Ufuk Akça'nın dile döktüğü her şeyi Bora reddetse dahi ben kabul etmiştim, çünkü aksini düşünecek kadar kör değildim.
Ben bu tutsaklığa gönül verecek, kabullenecek hatta sevecek kadar kördüm. Bu benim seçimimdi.
Ben herkes değildim, bu yüzden bugüne kadar pişman olmadım, bugünden sonra da olacağımı sanmıyordum.
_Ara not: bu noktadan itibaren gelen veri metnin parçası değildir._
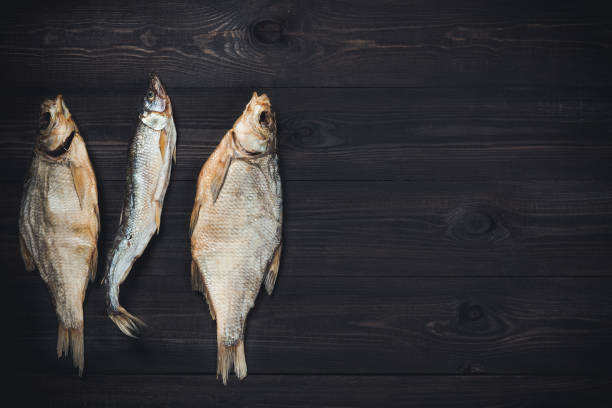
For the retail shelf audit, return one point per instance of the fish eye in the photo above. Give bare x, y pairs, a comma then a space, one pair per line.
44, 120
263, 118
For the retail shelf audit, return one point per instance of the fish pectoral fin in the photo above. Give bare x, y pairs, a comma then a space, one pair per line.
93, 264
163, 142
28, 260
81, 179
157, 215
218, 177
195, 214
273, 270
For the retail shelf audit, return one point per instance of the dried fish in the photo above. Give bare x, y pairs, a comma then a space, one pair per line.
149, 165
59, 222
236, 228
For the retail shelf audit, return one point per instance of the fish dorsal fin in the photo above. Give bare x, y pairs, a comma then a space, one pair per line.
154, 120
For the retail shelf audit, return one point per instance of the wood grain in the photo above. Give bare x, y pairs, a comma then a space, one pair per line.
309, 44
446, 170
547, 326
355, 134
392, 228
322, 391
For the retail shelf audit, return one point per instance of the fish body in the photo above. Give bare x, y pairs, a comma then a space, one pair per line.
236, 228
150, 157
59, 222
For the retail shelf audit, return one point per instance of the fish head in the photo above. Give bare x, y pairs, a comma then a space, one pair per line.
156, 98
55, 125
255, 130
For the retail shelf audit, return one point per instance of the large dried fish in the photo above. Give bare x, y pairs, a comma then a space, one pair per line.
149, 164
59, 222
236, 228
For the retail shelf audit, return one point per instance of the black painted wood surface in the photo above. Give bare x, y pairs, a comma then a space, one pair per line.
447, 172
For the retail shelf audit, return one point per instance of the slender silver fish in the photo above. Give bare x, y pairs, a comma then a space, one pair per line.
59, 222
236, 228
150, 159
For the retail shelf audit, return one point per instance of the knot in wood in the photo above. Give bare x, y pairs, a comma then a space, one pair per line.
477, 222
471, 312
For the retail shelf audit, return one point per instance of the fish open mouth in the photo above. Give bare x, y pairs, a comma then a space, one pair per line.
44, 120
266, 119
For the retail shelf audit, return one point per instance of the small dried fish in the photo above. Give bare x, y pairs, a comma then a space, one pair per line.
149, 164
59, 222
236, 228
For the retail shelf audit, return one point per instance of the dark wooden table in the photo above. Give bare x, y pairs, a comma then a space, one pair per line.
447, 171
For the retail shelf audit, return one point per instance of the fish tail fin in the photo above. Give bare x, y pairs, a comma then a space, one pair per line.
93, 264
129, 324
196, 279
71, 340
197, 284
273, 271
228, 356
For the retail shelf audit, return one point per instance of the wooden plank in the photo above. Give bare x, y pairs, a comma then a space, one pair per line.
309, 44
391, 228
544, 326
321, 391
356, 134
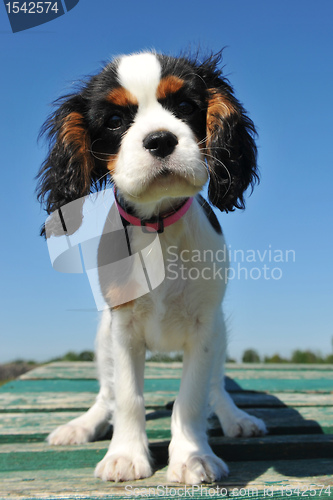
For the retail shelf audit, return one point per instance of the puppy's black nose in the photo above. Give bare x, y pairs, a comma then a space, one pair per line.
161, 143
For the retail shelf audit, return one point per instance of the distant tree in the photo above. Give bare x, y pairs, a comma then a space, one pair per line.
251, 356
276, 358
86, 356
299, 356
329, 359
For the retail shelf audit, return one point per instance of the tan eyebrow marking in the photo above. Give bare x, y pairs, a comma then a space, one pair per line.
121, 97
74, 135
168, 85
219, 108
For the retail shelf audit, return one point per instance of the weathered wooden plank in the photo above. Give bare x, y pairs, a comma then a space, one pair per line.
87, 370
36, 426
81, 401
152, 385
246, 480
231, 449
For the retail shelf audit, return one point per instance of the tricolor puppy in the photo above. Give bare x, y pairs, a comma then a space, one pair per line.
158, 128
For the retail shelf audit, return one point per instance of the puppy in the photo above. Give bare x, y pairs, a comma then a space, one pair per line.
158, 128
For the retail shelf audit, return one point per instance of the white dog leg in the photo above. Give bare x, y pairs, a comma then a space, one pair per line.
96, 421
192, 461
128, 456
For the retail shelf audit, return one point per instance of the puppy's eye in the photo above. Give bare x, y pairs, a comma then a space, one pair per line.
186, 107
114, 122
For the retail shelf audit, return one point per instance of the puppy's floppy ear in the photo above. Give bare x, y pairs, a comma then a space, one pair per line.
231, 150
66, 173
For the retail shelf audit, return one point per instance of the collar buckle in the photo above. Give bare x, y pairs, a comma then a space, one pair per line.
145, 228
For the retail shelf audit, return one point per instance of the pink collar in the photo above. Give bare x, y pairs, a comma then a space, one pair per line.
155, 223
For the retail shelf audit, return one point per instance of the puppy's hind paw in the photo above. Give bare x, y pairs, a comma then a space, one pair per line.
245, 426
69, 434
118, 468
198, 469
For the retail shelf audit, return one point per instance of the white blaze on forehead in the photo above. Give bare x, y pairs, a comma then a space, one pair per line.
140, 74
Kurban olmak, alıştığım ve artık çokça bildiğim bir şeydi. Boradan gelecek olan hiçbir hamleye şaşırmamayı öğrenmiştim.
Şimdi bu dağ evinde, bu küçük odada öylece dikilirken gördüğüm sayısız ilaç kutusuna anlam yüklemeye çalışıyorum ve aklımdan geçen tek bir sey var. Bir soru.. Belki binlercesi ama en önemlisi neden?

Neden?
Neden Bora?
Neden sevgilim?
Beni aşık yaptın, sevgili yaptın, kurban yaptın, nice karanlığa dizdin her zerremi tamam, keşke bir saniyelik de olsa kahraman olmama izin verseydin...belki böylece şimdi olduğum anda elimde boş bir ilaç şişesi çaresizce etrafa bakmak yerine sana tutunmak için sebepler verirdim, ölmek için değil.

Sahi,

Beni kendine esir ederken, kendini de karanlığa saklamanın sebebi neydi Bora? Hangi seçimin sonucunun ölmek olduğuna karar verdin?
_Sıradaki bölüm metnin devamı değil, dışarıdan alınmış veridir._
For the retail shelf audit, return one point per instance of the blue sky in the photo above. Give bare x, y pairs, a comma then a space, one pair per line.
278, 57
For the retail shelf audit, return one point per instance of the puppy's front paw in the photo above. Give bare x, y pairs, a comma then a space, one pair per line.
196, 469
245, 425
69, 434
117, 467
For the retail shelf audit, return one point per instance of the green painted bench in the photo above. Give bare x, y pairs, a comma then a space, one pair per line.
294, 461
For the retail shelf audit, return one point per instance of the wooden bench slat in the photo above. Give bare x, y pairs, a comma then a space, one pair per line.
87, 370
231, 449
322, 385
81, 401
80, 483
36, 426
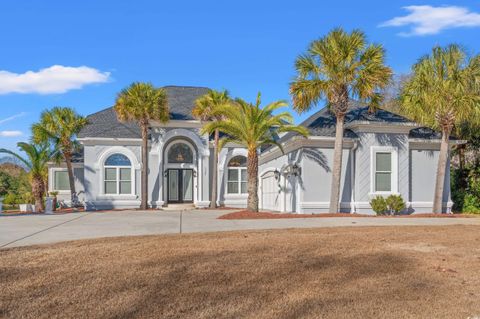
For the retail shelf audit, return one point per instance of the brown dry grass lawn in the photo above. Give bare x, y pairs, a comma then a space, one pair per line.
381, 272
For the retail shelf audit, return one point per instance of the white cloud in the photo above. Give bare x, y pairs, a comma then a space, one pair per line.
11, 118
426, 20
54, 79
10, 133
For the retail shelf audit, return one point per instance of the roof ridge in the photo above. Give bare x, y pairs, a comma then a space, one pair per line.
186, 86
103, 110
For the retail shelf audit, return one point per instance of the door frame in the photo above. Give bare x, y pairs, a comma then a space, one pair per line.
180, 185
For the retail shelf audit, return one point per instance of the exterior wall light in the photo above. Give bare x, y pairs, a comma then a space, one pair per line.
277, 174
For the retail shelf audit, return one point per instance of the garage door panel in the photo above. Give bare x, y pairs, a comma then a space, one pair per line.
270, 194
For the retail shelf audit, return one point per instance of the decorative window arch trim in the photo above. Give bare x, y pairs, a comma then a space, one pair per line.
100, 167
173, 142
120, 150
170, 135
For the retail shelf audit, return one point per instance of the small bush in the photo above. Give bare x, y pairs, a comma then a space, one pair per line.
471, 204
379, 205
395, 204
11, 199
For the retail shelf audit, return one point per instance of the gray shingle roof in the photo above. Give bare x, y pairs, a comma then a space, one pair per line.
181, 100
322, 123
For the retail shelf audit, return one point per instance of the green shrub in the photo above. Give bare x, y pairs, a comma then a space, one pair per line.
471, 204
379, 205
395, 204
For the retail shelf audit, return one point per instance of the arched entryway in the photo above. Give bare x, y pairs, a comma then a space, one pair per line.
180, 158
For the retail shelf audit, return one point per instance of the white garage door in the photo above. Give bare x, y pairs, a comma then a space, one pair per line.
270, 194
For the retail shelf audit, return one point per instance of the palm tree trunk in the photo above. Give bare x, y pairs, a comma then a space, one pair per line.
144, 185
71, 179
213, 201
337, 165
38, 191
252, 172
441, 169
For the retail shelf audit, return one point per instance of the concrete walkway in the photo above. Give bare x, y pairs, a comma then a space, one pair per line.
41, 229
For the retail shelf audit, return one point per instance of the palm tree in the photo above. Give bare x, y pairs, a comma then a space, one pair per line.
142, 103
36, 162
339, 67
443, 93
204, 110
60, 126
252, 127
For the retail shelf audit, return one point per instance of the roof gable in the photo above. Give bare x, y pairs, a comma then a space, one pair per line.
105, 124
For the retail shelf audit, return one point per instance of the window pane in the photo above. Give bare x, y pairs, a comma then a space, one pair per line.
187, 185
232, 175
117, 160
383, 182
180, 153
238, 161
232, 187
244, 187
244, 175
61, 182
383, 162
110, 187
110, 174
125, 187
125, 174
173, 184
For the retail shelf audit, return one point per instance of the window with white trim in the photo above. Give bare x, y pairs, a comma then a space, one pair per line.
118, 175
383, 171
237, 175
60, 180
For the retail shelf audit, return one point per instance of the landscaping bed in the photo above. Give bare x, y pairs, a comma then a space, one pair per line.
246, 214
367, 272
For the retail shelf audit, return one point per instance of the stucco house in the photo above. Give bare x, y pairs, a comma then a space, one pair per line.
384, 153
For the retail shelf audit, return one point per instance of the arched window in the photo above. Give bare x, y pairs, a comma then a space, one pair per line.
180, 153
237, 175
118, 175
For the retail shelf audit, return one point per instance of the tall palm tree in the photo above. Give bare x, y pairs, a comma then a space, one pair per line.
252, 127
204, 110
38, 155
339, 67
443, 92
142, 103
60, 126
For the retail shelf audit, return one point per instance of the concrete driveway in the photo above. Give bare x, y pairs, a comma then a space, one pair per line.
42, 229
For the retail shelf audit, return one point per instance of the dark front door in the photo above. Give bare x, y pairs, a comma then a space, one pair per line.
180, 186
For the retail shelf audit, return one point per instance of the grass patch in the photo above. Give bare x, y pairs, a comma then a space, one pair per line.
366, 272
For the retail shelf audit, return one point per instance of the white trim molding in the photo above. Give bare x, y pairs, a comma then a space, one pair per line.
298, 142
394, 173
376, 127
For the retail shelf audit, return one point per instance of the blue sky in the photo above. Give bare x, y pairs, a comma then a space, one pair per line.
81, 53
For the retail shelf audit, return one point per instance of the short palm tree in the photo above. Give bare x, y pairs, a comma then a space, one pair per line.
142, 103
443, 92
60, 126
204, 110
252, 127
339, 67
38, 156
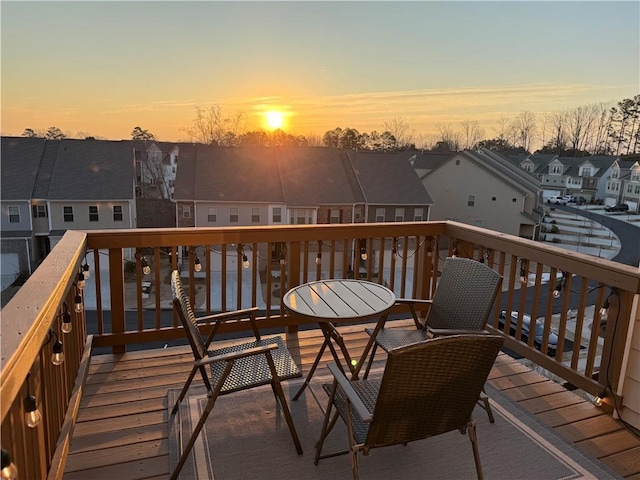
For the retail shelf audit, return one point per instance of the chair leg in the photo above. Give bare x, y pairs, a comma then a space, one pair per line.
373, 354
192, 439
471, 430
276, 386
484, 403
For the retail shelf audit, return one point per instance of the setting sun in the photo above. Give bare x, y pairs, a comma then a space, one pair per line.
275, 119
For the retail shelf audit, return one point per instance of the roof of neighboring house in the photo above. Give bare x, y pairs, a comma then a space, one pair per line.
227, 174
93, 170
431, 160
313, 176
389, 179
19, 162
Ölüm seçim değildir, bana kalırsa.
Ölüm cesarettir.
Ben bunu düşünecek kadar cesur olsam da başaracak kadar yetenekli değildim ama o eminim aklına koyduğunda üstesinden gelecektir.
Elimde tuttuğum ilacın, uyku ilacı olduğunun farkındaydım ama Bora'yi ölüm uykusuna yatmak isterken düşünmek benim için kaçınılmazdı. Özellikle binlerce ilaç ve boş şise etrafta dağınık şekilde dururken.